Challenges For Information Extraction In The Industry

Sede FGV - Sala 317

Sobre o Evento

  • Quem: Alexandre Rademaker
  • Onde: Praia de Botafogo, 190 - sala 537
  • Quando: 30 de Agosto de 2018 às 16:00h

Increasingly, governments, corporations, and scientific organizations need to extract complex information from highly technical documents expressed in natural languages with a specialized lexicon, non-standard syntax, and domain-specific semantic interpretations. While linguistic resources exist in some specialized domains, they are mostly unavailable in technical fields such as legal or Oil&Gas. Furthermore, developing sufficient corpora for these domains can be expensive. In this presentation, I will describe our experiments in information extraction in technical domains. Our pipeline includes deep parsing, word sense disambiguation using expanded wordnet and ontologies; it combines statistical and rule-based methods. We also have some words to share about the previous use of dependency parsers using Universal Dependencies (UD) and human annotation of entities and relations. We conclude with future works, possible ideas for improving the results and some comments about the many different ways mathematics is related to language and meaning.
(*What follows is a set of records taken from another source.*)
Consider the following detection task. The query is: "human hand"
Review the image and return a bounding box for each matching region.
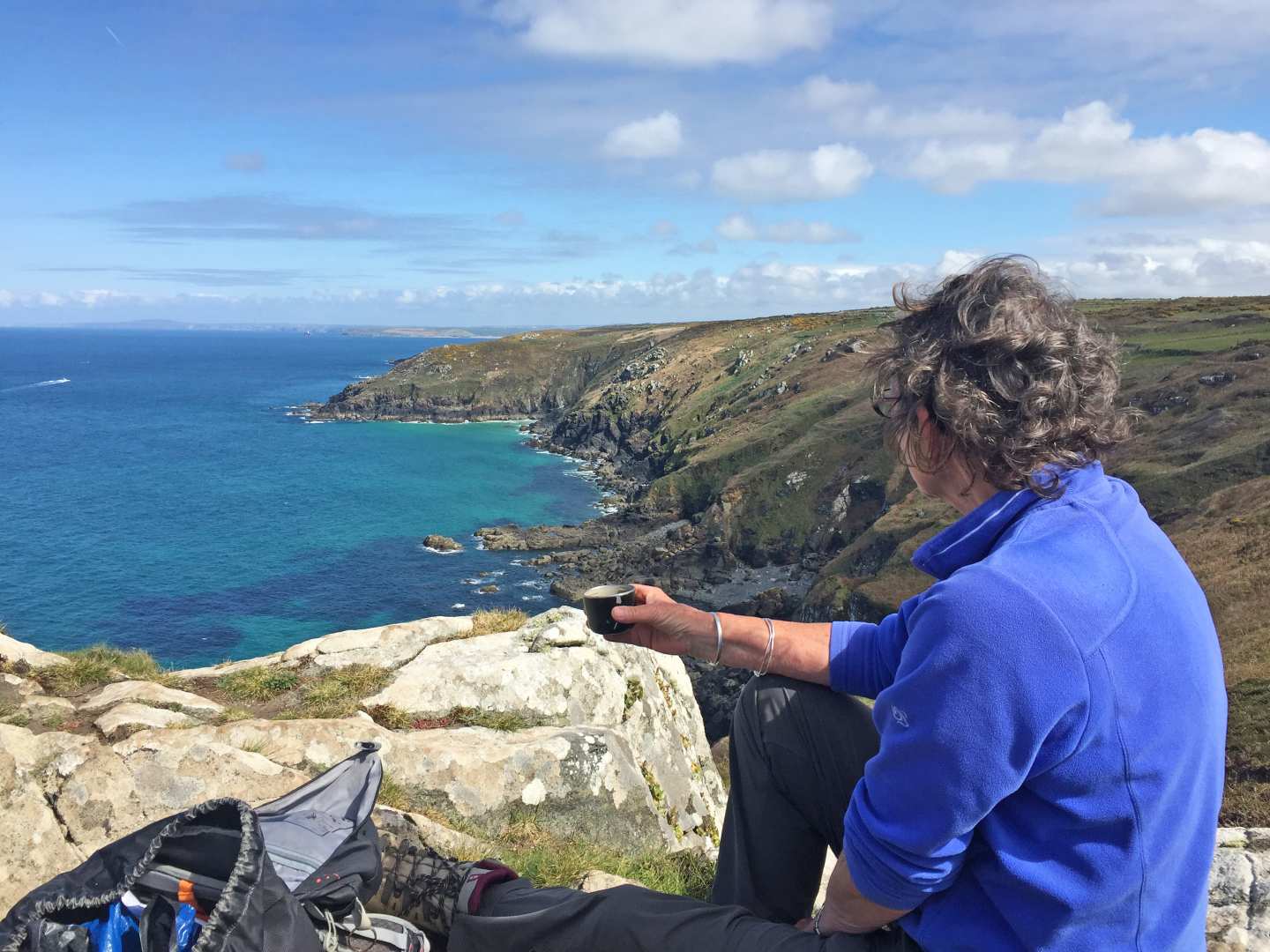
[604,585,713,656]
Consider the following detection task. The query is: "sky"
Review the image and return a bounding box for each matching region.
[0,0,1270,326]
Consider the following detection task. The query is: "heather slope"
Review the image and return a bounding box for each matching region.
[318,297,1270,822]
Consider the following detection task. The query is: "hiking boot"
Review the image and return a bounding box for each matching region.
[366,830,517,935]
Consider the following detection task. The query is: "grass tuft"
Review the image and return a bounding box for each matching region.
[623,677,644,721]
[296,664,392,718]
[366,704,415,731]
[212,707,255,724]
[496,813,713,900]
[468,608,529,637]
[376,770,415,810]
[31,645,179,695]
[216,667,300,703]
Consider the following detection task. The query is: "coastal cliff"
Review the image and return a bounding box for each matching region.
[314,297,1270,825]
[0,608,1270,952]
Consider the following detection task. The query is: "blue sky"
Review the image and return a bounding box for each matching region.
[0,0,1270,325]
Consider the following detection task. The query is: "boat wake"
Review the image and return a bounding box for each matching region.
[0,377,71,393]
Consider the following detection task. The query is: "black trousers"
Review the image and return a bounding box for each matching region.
[450,675,920,952]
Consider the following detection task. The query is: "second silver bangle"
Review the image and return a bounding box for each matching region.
[710,612,722,664]
[756,618,776,677]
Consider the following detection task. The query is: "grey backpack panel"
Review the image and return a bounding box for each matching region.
[255,741,384,899]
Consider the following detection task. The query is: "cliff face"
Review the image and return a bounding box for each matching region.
[0,619,1270,952]
[318,297,1270,825]
[0,608,725,914]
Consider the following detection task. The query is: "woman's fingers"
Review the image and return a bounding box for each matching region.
[611,603,666,626]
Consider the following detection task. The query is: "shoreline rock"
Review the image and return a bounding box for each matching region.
[0,619,1254,952]
[423,532,464,554]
A presença é gratuita e não exige confirmação. A FGV não permite a entrada de pessoas vestindo bermuda e/ou chinelos.


Alexandre Rademaker

Research Staff Member in the Natural Resources Solutions group at IBM Research – Brazil

Alexandre Rademaker is a Research Staff Member in the Natural Resources Solutions group at IBM Research – Brazil. Alexandre is also an adjunct professor at the Applied Mathematics School of Getulio Vargas Foundation (EMAp/FGV). Alexandre holds a Ph.D. (2010) in Computer Science from Pontifical Catholic University of Rio de Janeiro (PUC-Rio) and M.Sc. (2005) in Computer Science from Fluminense Federal University, and B.Sc. (2001) in Computer Science from Federal University of Rio de Janeiro. During his Ph.D., Alexandre was an international fellow at Microsoft Research and SRI International. At MSR, in 2008, he worked with the Z3 SMT Solver team (Leonardo de Moura and Nikolaj Bjørner) developing a distributed environment for testing and optimizations of Z3. At SRI International, in 2009, he worked under the supervision of Natarajan Shankar in different research projects including the formalization of ALC deduction systems in PVS. Alexandre participated in several research projects like MIST (using natural language processing and description logics for Knowledge modeling), ANUBIS (database consistency check) and Ontology and Context (investigating the problem of ontology alignment). In his thesis, we proposed new deduction systems for description logics under the supervision of Edward Hermann Haeusler, published by Springer with the title “A proof theory for Description Logics” in 2012 as a book of the series Springer Briefs. Alexandre is the author/co-author of more than 70 papers published in peer-reviewed journals and international conferences. His areas of expertise and interesting are logic, proof theory, knowledge representation and reasoning, type theory, computational semantics, lexical resources and computational grammars.